The U.S. Bureau of Prisons did not respond to questions about Garrett’s death or whether there is an investigation of how the drugs were smuggled inside the jail.
Cherie Nolan, a prison consultant, said it is unusual for an inmate in a federal jail to die of an illegal drug overdose, especially at a high-security facility like the Brooklyn lockup, where international terrorists are held, and where drug lord Joaquin (El Chapo) Guzman will soon reside after he is extradited from Mexico.
“The feds usually do a good job of keeping contraband out,” Nolan said. “The security in place for people going into and out of facilities, and the performance of staff, has greatly improved.”
Last spring, before his trial in Brooklyn Federal Court, Garrett had tested positive for marijuana shortly after receiving a visit from his girlfriend, according to court papers.
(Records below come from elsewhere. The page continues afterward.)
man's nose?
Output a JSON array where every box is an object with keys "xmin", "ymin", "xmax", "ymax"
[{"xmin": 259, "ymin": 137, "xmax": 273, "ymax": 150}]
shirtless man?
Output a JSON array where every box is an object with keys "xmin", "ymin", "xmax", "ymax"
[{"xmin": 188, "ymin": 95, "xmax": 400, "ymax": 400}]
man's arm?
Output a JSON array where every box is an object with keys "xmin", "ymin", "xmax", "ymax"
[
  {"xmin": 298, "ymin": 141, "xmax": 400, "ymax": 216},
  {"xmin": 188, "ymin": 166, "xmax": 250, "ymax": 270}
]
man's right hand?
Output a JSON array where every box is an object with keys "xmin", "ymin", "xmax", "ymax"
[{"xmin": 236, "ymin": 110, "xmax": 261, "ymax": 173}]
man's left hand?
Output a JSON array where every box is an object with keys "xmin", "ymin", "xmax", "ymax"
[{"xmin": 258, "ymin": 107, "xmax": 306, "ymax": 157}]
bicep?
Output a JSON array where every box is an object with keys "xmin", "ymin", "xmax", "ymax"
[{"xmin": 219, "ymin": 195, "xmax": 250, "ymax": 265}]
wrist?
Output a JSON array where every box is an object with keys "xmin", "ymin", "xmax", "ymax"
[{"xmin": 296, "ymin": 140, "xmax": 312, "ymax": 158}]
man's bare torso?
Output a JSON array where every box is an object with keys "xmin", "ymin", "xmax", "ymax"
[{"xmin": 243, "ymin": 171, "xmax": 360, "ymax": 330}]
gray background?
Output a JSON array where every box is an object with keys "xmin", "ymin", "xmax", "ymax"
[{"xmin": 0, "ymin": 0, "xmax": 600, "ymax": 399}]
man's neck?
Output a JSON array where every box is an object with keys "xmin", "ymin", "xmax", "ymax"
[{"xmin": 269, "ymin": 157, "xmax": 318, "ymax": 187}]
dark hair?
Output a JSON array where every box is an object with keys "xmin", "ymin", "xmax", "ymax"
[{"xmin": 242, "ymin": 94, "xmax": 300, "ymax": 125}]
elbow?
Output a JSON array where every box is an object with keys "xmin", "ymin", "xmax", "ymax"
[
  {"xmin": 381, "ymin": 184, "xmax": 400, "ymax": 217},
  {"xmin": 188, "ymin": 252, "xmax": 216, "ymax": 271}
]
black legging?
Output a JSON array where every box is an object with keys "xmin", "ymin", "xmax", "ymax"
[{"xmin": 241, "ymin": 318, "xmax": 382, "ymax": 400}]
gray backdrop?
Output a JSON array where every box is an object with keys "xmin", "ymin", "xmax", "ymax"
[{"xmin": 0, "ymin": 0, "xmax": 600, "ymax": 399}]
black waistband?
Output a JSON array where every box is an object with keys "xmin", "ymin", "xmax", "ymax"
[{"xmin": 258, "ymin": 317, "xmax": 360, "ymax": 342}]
She was removed from his visitor’s list for a period of time. Garrett and co-defendant Paul Rivera were both convicted of racketeering, murder, sex trafficking of underage prostitutes and drug trafficking.
Prosecutors said the TF Mafia music operation, based in a tattoo parlor in Brownsville, was a front for illegal activities.
Rivera, the founder of TF Mafia, is scheduled to be sentenced June 28.
Since Garrett hadn’t been sentenced yet, Federal Judge Kiyo Matsumoto vacated his conviction posthumously and the restitution he had to pay his victims.
The government, in turn, removed the lien on a $55,000 settlement Garrett had received from a 2011 lawsuit against the city alleging he was falsely arrested, and the money will go to the dead man’s estate.